Когда иезуит, обойдя приход, собрался домой, уже спустились сумерки. Пастор устал от пережитого за день и не сразу заметил, что происходило в узком переулке, по которому он держал путь домой. А между тем там кое-что происходило. Чей-то властный голос отдавал распоряжения, потом послышалось буханье сапог по мостовой, после этого с треском захлопнулась дверь. Послышались предостерегающие окрики, и кто-то рявкнул:
— Никого не упускать! Сгоняйте их всех, ясно?!
Иеремия оцепенел от страха. Несмотря на покровительство самого короля, он в любую минуту мог стать жертвой облавы. А что здесь происходила облава, сомнений не было никаких. Инстинктивно иезуит отступил в тень дома. Из окна харчевни в доме напротив на мостовую падал тусклый свет, и Иеремия, присмотревшись, различил у входа в кабак группу военных, сгонявших людей в темных одеяниях. Иезуит сразу понял, что это квакеры. Два года назад вышел закон, запрещавший анабаптистам, квакерам и прочим приверженцам иных верований собираться для богослужения. А организованным богослужением считалось собрание в одном месте свыше четырех человек, и это каралось денежным штрафом. В случае повторного деяния виновным грозило тюремное заключение или ссылка в североамериканские колонии.
Иеремия, боясь привлечь внимание военных, не шевелился — его наверняка тоже арестовали бы. Внезапно он увидел, как распахнулось окно мансарды, кто-то вылез и стал карабкаться по крыше дома. Видимо, беглец рассчитывал незаметно соскользнуть на землю и под покровом темноты исчезнуть. Однако один из солдат заметил его, тут же сообщил товарищам, и они бросились в погоню.

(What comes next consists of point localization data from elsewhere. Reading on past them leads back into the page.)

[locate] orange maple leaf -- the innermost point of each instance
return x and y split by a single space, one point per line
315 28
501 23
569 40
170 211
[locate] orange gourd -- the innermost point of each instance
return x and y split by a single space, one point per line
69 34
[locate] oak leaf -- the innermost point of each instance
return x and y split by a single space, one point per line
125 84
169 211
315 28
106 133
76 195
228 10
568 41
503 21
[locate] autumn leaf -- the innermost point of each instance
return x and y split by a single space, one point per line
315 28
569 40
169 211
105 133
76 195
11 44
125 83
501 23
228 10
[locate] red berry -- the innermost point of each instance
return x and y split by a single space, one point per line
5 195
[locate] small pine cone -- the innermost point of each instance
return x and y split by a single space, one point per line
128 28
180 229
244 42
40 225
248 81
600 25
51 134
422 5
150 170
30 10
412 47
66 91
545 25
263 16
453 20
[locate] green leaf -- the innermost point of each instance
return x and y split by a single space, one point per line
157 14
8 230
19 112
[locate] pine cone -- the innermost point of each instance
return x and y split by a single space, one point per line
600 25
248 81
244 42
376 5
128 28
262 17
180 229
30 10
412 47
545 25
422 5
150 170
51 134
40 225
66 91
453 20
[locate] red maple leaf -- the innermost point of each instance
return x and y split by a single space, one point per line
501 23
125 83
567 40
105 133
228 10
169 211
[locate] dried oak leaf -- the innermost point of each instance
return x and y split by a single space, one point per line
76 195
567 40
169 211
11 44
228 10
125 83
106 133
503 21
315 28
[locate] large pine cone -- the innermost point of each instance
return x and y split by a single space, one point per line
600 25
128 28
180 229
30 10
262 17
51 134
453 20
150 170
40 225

Беглец нырнул в переулок, причем в тот, где укрывался Иеремия, но далеко уйти не успел. Солдаты неслись за ним словно гончие псы, почуявшие дичь, и уже на подходе к убежищу Иеремии квакер был схвачен. Настигший его солдат толкнул его в спину, и беглец упал. Солдат, присев на корточки, вцепился в волосы жертвы и поднял голову несчастного. Иеремия в полутьме разглядел искаженное болью лицо. Он видел, как квакер сжал зубы, чтобы не закричать. Сердце иезуита сжалось от сочувствия к этому незнакомому человеку. И хотя пока что Иеремии не удалось пережить ничего подобного, он прекрасно понимал, каково сейчас квакеру.

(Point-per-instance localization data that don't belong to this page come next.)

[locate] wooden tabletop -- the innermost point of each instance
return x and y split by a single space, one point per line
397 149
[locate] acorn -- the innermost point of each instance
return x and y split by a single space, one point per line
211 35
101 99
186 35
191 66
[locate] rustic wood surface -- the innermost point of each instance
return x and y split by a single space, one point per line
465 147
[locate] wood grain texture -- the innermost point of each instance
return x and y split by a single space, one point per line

Подняв мужчину на ноги, солдаты связали ему за спиной руки.
— Давайте их всех в Ньюгейт! — распорядился офицер.
Иеремия видел, как солдаты, согнав около двух десятков жителей окрестных домов, стали уводить их. Он по-прежнему не покидал убежища в надежде, что ему повезет и его не обнаружат. Только тот, кого схватили при попытке к бегству, обернулся, и взгляды его и Иеремии встретились.
Арестованных увели. Иеремия, отерев взмокший лоб, вздохнул с облегчением. Внезапно накатили головокружение и дурнота. Какое-то время он стоял, привалившись к косяку двери, потом, почувствовав себя лучше, побрел дальше.
В последующие дни Иеремии, если оказывался на улице, каждый раз становилось не по себе — так подействовала на него сцена, невольным свидетелем которой он стал. «Боже праведный, да минет нас чаша сия», — снова и снова мысленно повторял иезуит.
29 мая было праздничным днем — отмечали день рождения короля и шестилетнюю годовщину его возвращения на престол. На улицах Лондона, как и полагалось в такой день, царило ликование. Однако Иеремию не покидало чувство, что ликование это в последние годы явно шло на убыль. С каждым годом подданным Карла становилось все труднее обожать своего монарха — уж больно высоки были поборы, которые, как было известно всем и каждому, шли на содержание пышного королевского двора.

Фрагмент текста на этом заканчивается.